The game plays about how you’d expect. There’s a lot of running to the right and shooting everything that moves, as well as your traditional “wall with a laser gun” bosses. Where things differ slightly are in the character controls. You can double jump as well as use a dash maneuver. You can string these together, which becomes necessary, especially when dodging some of the bullet hell bosses that show up later. It’s fairly satisfying to dash into a jump, change course with a midair reverse dash, then jump once more.

There are two main game modes: Arcade and Uprising. Arcade mode is exactly what you expect: you’re given set abilities (based on which character you choose), lives and continues, then blast your way through each level in sequence. Naturally, this will be considered the “real” way to play the game by your series purists, but it’s also extremely punishing (until you memorize the levels and patterns). Rather than give you the option to change your stock of extra lives or decrease the difficulty, the developers have helpfully provided Uprising mode.

Uprising mode works much like Arcade mode, but with a catch: you earn experience points which can be applied to customizing your character. Earn enough points and you can increase the amount of lives you start with, how many hits you can take before a death, and even what abilities your character has. All of these things can be toggled on and off after you earn them, allowing you to have very fine control over how difficult you’d like the game to be. Trust me, when you can take five hits before a death, or all your powerups are automatically upgraded to level 2 or 3, it gets much easier to handle.

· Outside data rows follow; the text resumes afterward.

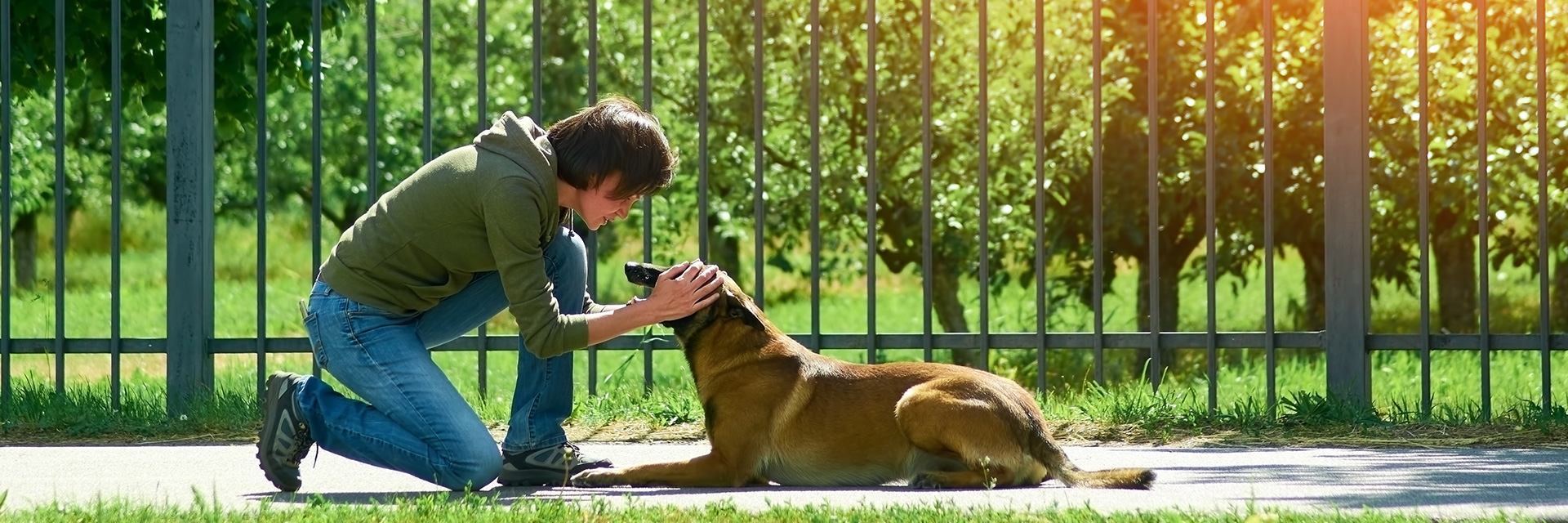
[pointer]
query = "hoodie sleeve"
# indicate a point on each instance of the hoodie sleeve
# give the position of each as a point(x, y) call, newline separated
point(513, 223)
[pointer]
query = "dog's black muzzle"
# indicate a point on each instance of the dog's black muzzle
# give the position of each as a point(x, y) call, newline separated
point(644, 274)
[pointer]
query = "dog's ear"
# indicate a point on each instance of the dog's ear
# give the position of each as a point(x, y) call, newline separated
point(739, 310)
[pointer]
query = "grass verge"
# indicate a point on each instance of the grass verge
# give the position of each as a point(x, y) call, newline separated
point(485, 507)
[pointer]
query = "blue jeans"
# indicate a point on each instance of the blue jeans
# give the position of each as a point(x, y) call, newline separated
point(412, 418)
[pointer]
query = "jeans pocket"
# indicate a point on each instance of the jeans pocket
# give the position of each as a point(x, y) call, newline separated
point(313, 329)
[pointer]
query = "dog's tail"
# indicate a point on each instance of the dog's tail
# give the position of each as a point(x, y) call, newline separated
point(1046, 449)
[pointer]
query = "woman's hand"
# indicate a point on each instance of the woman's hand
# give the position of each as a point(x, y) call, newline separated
point(684, 289)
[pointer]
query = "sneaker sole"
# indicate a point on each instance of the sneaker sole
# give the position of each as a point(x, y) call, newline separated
point(543, 480)
point(270, 426)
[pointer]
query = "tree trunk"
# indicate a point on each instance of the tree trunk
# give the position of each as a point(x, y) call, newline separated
point(951, 311)
point(1312, 315)
point(1559, 297)
point(1170, 303)
point(24, 250)
point(1454, 253)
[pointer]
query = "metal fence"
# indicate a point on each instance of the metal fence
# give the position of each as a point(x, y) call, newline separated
point(1348, 340)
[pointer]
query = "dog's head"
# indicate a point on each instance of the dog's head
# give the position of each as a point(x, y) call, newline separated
point(734, 306)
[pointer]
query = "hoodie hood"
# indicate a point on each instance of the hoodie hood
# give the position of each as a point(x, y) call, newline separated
point(523, 141)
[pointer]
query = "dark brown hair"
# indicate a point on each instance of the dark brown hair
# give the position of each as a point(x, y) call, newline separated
point(613, 136)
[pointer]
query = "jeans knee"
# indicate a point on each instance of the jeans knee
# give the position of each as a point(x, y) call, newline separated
point(568, 245)
point(470, 470)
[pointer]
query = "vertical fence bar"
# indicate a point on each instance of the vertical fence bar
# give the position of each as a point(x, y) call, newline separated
point(1209, 203)
point(1155, 195)
point(1423, 184)
point(430, 90)
point(5, 201)
point(1540, 211)
point(758, 105)
point(483, 123)
point(1269, 217)
point(117, 154)
point(648, 203)
point(190, 197)
point(315, 151)
point(591, 238)
point(538, 61)
point(871, 181)
point(1346, 200)
point(927, 252)
point(1099, 197)
point(1484, 221)
point(261, 200)
point(60, 197)
point(816, 172)
point(1041, 311)
point(702, 132)
point(985, 200)
point(483, 68)
point(372, 175)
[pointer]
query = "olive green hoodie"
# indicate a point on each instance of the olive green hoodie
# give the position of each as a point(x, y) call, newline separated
point(480, 208)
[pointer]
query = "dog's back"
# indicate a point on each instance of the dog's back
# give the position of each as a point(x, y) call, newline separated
point(778, 412)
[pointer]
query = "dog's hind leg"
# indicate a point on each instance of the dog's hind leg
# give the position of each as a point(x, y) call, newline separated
point(707, 470)
point(956, 420)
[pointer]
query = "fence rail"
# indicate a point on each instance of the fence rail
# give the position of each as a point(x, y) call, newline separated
point(1348, 337)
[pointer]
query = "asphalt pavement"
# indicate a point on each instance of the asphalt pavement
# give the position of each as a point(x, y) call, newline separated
point(1437, 482)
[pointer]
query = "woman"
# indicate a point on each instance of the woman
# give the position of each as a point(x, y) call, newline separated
point(479, 230)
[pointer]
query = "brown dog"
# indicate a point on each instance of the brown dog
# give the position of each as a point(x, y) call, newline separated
point(777, 412)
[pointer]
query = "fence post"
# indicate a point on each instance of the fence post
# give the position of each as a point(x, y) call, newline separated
point(190, 201)
point(1346, 223)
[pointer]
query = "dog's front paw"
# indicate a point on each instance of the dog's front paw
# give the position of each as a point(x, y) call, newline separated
point(924, 481)
point(599, 478)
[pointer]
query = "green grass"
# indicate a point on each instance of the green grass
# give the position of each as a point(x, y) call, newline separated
point(485, 507)
point(1125, 400)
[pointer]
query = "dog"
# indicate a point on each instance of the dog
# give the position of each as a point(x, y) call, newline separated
point(777, 412)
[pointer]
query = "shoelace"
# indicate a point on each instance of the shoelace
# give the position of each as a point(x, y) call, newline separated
point(303, 445)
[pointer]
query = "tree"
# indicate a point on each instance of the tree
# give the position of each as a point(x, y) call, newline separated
point(88, 52)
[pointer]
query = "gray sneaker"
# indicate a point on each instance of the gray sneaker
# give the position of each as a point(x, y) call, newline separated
point(550, 465)
point(284, 439)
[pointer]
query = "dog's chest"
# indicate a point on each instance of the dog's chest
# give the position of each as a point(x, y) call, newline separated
point(830, 468)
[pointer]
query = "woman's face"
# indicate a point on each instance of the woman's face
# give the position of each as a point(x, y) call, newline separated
point(599, 206)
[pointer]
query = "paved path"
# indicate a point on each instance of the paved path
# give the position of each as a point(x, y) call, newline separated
point(1440, 482)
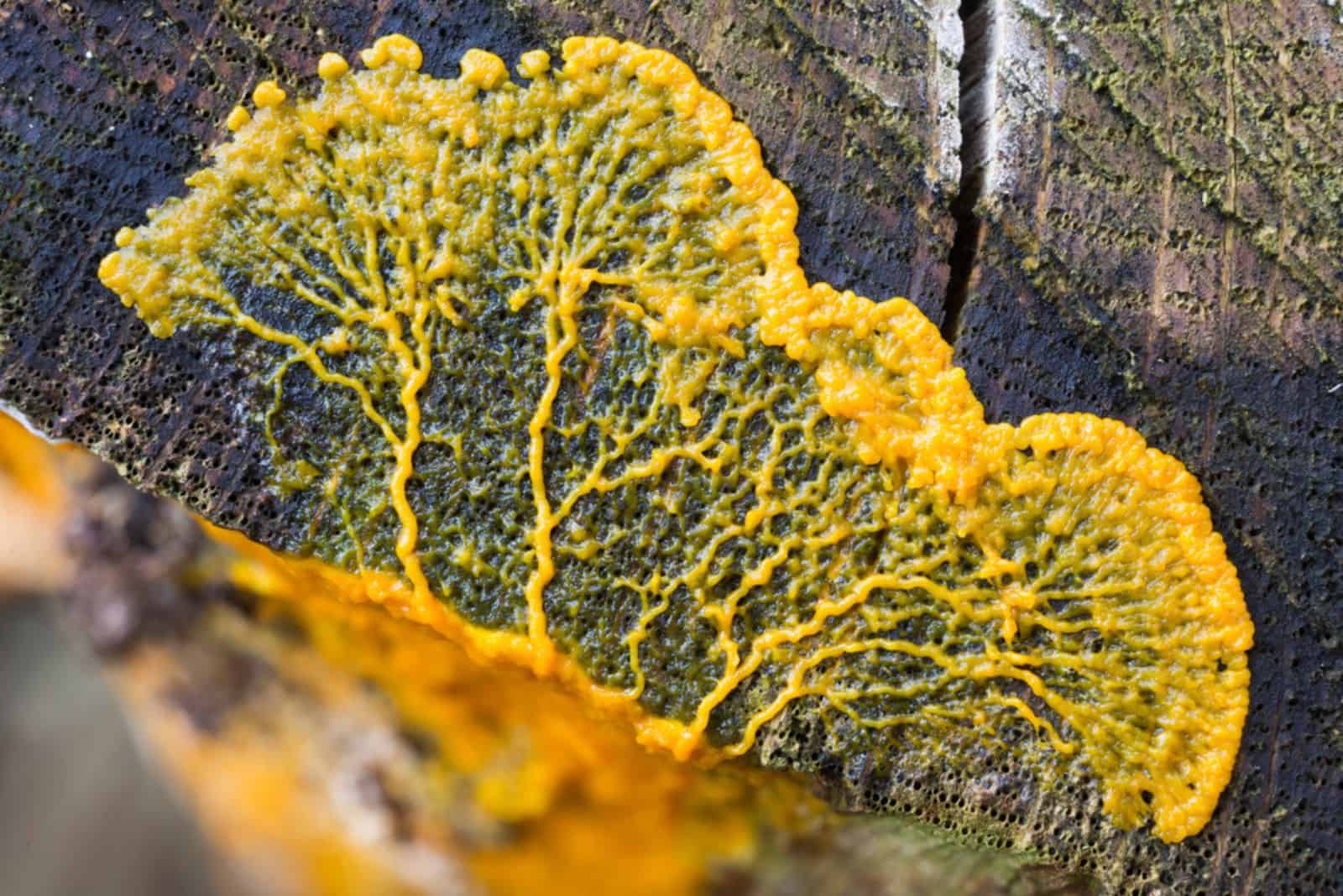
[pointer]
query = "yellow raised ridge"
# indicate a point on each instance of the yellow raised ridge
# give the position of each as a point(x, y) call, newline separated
point(1126, 642)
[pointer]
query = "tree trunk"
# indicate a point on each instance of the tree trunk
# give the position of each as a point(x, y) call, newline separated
point(1141, 221)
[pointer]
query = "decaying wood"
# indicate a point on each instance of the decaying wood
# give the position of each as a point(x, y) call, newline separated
point(1161, 244)
point(1157, 237)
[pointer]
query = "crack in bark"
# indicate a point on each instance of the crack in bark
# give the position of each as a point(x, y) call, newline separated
point(975, 113)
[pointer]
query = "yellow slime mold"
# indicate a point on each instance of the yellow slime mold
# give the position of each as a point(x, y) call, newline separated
point(561, 334)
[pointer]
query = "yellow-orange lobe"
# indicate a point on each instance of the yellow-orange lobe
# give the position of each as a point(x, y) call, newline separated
point(787, 491)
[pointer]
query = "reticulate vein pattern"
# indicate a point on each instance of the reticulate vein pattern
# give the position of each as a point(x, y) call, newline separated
point(593, 407)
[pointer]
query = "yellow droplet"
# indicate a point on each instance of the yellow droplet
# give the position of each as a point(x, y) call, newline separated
point(534, 63)
point(395, 49)
point(268, 94)
point(331, 66)
point(238, 118)
point(483, 69)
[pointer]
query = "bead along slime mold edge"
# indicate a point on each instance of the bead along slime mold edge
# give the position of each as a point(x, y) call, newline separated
point(546, 371)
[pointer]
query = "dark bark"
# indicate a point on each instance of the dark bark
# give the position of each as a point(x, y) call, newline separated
point(1158, 240)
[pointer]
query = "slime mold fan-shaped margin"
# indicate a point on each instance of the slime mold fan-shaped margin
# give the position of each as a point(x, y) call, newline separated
point(759, 490)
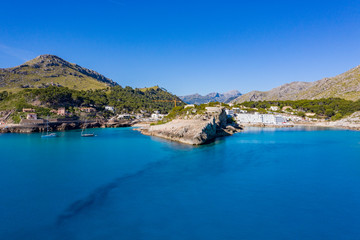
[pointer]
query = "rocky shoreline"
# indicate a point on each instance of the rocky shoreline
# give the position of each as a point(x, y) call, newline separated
point(195, 130)
point(62, 126)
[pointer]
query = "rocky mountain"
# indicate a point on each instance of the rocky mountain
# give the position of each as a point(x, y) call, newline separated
point(50, 70)
point(211, 97)
point(345, 85)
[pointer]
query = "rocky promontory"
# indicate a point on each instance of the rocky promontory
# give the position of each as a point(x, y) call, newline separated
point(195, 129)
point(62, 125)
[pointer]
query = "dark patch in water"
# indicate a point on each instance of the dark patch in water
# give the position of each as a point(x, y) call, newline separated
point(99, 195)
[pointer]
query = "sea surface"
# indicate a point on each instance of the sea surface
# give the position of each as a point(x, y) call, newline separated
point(296, 183)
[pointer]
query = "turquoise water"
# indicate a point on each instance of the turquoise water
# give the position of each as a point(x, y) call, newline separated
point(259, 184)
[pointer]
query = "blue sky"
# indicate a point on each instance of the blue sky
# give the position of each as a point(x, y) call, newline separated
point(188, 46)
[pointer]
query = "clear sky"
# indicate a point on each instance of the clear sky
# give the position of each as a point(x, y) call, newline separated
point(188, 46)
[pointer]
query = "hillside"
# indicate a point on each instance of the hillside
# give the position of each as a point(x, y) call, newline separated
point(50, 70)
point(346, 86)
point(211, 97)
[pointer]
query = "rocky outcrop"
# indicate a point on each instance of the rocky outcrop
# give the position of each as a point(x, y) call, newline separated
point(195, 130)
point(62, 126)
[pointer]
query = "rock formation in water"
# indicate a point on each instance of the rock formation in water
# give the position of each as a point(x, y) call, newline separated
point(195, 130)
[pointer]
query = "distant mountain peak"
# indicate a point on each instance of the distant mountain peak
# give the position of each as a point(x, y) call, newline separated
point(211, 97)
point(345, 85)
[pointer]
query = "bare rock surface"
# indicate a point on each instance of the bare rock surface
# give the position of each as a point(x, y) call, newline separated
point(195, 130)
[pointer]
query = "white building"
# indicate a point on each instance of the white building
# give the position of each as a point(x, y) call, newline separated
point(31, 116)
point(260, 118)
point(274, 108)
point(109, 108)
point(124, 116)
point(189, 106)
point(157, 116)
point(229, 112)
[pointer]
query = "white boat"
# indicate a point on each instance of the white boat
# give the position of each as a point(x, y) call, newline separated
point(48, 135)
point(86, 134)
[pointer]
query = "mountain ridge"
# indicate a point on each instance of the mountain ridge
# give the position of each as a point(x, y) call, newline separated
point(345, 85)
point(211, 97)
point(46, 70)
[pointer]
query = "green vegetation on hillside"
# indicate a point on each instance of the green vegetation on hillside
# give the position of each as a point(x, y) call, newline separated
point(50, 70)
point(335, 108)
point(125, 100)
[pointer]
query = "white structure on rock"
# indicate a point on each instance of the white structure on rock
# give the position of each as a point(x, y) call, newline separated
point(260, 118)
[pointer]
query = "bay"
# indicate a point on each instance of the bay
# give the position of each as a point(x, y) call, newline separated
point(292, 183)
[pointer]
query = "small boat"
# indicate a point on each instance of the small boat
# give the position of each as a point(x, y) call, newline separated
point(48, 135)
point(86, 134)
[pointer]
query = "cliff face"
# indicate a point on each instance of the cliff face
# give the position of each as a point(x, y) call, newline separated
point(197, 130)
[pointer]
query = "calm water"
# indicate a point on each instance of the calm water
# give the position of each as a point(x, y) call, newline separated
point(260, 184)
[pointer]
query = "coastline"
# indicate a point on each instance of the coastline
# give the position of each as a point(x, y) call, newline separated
point(63, 126)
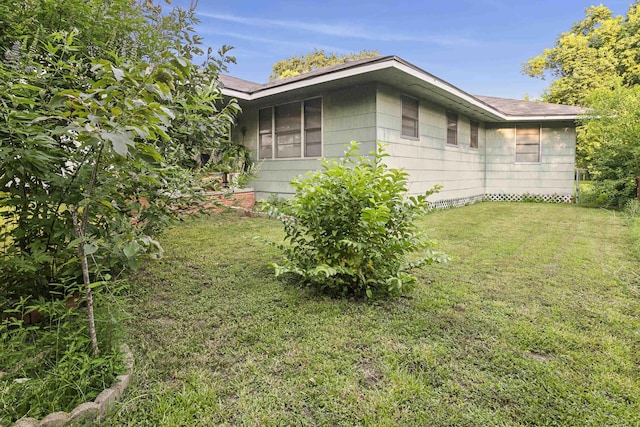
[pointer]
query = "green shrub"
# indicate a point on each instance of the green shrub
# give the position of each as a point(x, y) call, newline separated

Unfortunately, Uprising mode also tends to be a hellacious grind. You start out with less abilities than you do in Arcade mode, and you. will. die. Once you’ve had enough, you can toss points into your chosen character and start anew. You’ll get further, but again you’ll hit a wall where you need to farm some experience and upgrade your character. The constant replaying of levels will help you lean the patterns sure enough, but the fact that you only earn experience for the character you’re playing seems to be an enormous mistake. Want to play as Krystal instead of Bahamut? Be prepared to grind out all that experience again. Think the character selection is limited? The interesting characters are available as DLC (and you’ll still have to grind out their own experience pools).

The game also suffers from some strange checkpoint decisions. Sometimes you’ll get one shortly before a boss, and other times you’ll get checkpointed a significant distance from where you bit it. There doesn’t seem to be a logic to where they’re placed, and finding out you have to redo a particularly difficult section can be frustrating.